Experience Charleston Classics at Revival

By:Libby Wiersema

Date:8/22/2018

“Study the past if you would define the future.”

This ancient ingot of Confucius wisdom gets modern expression at Revival, where dishes from Charleston’s culinary past are being redefined for generations of diners, old and new. Chef Forrest Parker, a South Carolina Chef Ambassador in 2016 and devoted student of local food history, shepherds his knowledge through time’s crawl space and emerges into the present with the bones of classic dishes intact, yet wearing a few nouveau embellishments. Reviving these classics while balancing nostalgic and contemporary touches is a tough gig, but Parker aims to be master of the challenge.

Revival, which opened in June 2018 at the Vendue Inn, has a relaxed, yet refined vibe and a staff that has done its homework. Ask your server anything about an ingredient and you’ll get the full rundown on origin, uses and unique qualities. Parker and local farmers work together to bring heirloom foods like Jimmy Red Grits, Bradford Watermelons, the African Runner Peanut and Nostrale rice to the table. You can also get a bit of a history lesson on the dishes themselves.

For example, diners learn the She Crab Soup is based on the original recipe of William Deas, an African-American chef who worked in Charleston in the early 1900s. True to its roots, Parker’s version sinks lump crab into a silky cream broth that is lightly seasoned and stippled with sherry and glossy orange crab roe for a bit of tang.

A familiar Charleston rice dish is another classic honored with a place on Parker’s menu. His Lowcountry Pirlou is built on a foundation of one of South Carolina’s most heralded heritage foods: Carolina Gold Rice. Parker nudges the light sweetness of the rice toward nuttiness by cooking it, pancake-style, until it has a toasty bottom – a tender-crisp disc that holds up beneath a mound of fresh lobster, crab and shrimp.

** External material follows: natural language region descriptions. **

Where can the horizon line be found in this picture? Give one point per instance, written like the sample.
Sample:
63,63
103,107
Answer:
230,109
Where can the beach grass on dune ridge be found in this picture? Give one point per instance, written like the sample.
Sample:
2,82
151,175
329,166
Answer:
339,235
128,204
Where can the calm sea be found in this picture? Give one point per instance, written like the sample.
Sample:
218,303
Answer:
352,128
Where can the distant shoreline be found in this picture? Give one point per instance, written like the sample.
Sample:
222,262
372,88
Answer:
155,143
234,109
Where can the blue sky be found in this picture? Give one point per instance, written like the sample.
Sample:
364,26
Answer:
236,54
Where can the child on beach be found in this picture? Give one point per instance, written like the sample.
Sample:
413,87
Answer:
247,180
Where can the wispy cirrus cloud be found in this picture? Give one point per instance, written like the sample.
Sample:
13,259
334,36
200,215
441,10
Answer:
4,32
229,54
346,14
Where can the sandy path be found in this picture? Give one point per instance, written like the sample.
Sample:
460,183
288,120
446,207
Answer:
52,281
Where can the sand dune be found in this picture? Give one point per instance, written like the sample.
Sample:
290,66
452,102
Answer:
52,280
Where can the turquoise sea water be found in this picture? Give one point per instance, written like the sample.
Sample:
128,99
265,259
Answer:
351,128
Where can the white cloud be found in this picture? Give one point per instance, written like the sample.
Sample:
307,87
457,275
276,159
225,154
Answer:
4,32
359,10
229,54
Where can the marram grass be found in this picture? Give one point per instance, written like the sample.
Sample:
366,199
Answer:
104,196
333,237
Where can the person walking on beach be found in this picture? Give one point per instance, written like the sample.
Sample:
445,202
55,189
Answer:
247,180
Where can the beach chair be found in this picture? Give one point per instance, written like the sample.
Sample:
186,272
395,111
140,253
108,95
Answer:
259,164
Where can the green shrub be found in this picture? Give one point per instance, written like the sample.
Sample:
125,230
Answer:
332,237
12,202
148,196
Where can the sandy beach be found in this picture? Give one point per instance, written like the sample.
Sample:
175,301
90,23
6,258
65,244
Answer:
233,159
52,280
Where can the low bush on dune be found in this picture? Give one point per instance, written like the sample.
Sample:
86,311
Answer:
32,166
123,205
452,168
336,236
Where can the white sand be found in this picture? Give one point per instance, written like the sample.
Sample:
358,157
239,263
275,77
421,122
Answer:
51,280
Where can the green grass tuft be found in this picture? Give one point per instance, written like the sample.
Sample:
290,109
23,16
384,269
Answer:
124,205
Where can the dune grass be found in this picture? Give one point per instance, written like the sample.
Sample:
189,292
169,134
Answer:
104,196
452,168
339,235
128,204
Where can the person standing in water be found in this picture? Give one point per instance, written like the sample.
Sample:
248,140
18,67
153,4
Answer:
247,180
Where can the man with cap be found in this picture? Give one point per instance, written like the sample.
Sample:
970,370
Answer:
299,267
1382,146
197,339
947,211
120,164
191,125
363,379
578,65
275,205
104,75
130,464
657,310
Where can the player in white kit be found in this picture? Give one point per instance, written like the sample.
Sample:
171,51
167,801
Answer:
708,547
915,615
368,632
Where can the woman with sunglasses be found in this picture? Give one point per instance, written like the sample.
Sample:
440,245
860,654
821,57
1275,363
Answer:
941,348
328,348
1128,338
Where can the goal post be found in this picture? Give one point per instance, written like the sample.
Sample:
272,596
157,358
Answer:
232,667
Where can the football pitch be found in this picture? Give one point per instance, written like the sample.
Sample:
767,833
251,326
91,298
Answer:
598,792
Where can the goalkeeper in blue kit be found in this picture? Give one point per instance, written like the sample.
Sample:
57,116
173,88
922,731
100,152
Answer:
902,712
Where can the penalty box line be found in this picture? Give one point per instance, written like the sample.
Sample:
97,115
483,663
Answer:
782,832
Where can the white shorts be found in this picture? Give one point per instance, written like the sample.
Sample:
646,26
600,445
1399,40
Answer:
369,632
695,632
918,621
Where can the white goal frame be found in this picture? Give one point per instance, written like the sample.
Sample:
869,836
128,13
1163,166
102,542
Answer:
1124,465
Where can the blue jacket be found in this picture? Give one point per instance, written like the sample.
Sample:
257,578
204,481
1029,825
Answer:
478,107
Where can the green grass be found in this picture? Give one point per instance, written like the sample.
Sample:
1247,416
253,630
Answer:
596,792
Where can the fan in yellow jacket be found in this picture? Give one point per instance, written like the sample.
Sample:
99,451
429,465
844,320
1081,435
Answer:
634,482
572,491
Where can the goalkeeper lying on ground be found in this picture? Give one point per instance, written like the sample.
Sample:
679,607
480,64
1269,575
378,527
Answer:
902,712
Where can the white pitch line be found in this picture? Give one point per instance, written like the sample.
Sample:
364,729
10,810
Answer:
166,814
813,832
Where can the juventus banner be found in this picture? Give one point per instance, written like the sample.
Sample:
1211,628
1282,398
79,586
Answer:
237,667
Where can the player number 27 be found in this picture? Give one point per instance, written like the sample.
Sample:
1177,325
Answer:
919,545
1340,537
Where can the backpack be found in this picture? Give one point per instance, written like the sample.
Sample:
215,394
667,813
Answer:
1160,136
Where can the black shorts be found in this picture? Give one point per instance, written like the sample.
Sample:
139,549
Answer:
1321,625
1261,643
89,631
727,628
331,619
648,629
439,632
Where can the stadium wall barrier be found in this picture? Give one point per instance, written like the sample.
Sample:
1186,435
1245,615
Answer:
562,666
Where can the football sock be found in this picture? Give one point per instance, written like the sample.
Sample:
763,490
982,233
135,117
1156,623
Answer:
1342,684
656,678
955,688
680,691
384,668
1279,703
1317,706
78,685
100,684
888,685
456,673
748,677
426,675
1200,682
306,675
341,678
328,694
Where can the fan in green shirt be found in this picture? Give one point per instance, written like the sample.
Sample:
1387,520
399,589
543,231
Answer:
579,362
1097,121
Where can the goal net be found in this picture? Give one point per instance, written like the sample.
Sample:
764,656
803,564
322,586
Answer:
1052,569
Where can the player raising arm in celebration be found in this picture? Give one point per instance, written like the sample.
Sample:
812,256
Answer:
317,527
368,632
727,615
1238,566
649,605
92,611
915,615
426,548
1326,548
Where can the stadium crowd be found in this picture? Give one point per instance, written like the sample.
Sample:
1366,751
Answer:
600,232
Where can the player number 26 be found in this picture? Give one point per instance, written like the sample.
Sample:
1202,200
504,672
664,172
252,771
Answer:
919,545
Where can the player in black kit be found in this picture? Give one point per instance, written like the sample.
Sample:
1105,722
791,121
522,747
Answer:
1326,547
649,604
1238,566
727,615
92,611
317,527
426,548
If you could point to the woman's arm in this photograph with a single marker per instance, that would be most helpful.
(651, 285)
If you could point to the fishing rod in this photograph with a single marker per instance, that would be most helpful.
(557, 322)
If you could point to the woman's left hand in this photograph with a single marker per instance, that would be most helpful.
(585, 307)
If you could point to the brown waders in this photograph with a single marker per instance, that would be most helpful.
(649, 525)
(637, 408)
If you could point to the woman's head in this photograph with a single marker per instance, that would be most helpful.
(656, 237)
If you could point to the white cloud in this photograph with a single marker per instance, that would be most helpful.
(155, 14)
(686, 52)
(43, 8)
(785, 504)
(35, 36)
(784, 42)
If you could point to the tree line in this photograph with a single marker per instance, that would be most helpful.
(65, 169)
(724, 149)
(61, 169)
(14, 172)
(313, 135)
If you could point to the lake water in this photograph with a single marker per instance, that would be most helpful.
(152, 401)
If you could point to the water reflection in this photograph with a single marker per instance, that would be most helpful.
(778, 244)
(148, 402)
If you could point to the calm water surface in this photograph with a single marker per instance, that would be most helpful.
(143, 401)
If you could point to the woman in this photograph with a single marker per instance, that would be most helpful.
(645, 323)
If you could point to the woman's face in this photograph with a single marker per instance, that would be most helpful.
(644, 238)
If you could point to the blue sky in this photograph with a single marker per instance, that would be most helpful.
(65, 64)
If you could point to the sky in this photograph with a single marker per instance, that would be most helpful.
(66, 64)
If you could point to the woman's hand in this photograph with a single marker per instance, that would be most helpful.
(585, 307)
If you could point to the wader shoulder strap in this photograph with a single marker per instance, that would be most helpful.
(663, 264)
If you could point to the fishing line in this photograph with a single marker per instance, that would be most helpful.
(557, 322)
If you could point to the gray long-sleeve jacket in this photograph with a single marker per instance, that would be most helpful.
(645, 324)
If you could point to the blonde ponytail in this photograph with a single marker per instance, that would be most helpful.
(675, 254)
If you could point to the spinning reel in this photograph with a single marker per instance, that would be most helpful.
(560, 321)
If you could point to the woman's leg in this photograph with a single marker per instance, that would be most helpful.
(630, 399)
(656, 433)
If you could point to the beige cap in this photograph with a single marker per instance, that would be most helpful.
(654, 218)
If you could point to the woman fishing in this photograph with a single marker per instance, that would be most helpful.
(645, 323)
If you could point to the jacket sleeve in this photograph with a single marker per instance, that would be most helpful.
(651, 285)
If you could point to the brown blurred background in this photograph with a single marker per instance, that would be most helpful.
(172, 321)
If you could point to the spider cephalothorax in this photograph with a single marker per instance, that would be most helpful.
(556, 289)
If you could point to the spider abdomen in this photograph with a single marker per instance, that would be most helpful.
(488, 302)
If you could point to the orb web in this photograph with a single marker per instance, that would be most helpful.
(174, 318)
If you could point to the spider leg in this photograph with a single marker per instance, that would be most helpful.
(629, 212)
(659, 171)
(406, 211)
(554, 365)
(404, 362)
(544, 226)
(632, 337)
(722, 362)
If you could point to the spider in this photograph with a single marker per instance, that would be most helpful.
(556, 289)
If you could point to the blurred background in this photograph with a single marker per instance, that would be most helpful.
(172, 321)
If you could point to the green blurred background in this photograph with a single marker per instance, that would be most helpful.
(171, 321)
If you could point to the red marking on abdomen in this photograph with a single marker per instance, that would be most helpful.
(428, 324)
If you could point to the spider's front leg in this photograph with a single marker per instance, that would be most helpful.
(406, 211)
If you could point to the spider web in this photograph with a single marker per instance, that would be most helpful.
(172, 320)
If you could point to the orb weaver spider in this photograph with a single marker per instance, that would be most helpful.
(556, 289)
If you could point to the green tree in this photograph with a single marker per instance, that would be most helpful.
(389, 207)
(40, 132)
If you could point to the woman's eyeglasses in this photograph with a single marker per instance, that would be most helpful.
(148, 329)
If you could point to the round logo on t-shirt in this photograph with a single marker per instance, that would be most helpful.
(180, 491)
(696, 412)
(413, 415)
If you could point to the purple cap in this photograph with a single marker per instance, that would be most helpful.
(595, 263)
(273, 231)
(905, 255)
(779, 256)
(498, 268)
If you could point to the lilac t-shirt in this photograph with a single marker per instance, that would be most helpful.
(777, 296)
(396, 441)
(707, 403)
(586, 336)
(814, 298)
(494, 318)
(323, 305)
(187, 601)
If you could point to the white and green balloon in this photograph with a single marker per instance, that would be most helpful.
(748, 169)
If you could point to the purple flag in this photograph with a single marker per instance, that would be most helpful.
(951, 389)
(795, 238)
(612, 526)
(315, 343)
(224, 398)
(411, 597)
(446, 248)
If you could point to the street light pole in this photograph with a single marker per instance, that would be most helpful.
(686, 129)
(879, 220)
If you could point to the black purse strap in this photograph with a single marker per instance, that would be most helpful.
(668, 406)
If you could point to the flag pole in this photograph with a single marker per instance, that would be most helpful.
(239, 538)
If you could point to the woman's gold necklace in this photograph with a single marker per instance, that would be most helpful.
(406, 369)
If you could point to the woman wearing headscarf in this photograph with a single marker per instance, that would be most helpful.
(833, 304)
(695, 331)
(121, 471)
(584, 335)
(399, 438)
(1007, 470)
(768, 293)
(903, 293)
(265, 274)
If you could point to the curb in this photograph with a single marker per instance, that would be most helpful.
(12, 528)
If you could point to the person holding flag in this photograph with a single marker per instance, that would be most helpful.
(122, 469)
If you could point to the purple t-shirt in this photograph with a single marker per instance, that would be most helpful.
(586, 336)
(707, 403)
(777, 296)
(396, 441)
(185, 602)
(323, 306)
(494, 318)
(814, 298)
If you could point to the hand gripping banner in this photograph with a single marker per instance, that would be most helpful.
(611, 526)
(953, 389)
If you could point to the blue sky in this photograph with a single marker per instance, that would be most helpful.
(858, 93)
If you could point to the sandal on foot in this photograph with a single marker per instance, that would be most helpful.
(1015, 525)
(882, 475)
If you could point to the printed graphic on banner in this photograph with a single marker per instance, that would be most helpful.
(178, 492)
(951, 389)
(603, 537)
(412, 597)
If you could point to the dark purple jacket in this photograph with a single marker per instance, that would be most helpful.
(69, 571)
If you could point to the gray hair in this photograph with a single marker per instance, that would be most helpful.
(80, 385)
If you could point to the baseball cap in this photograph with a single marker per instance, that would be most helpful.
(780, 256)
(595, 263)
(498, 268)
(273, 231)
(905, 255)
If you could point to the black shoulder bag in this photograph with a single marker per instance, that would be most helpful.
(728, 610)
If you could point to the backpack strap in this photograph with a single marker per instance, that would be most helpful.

Another offering that falls into the “local legend” food category is the Crumb Fried Seafood, in which flounder, shrimp and oysters hit the fryer dressed in the signature cracker-crumb coating of the former Edisto Motel. It’s a dish that tugs the brain-strings of locals and lures lovers of fresh fried seafood, too.

The cocktail menu hits all the right spots. If you require an antidote to the Charleston heat, try the Blushing Beauty – vodka, fresh watermelon, lemon, mint and Champagne – or the Revival Julep, spiked with the traditional mint and a surprise hint of peaches that deepens the Southern flavors of this regional classic.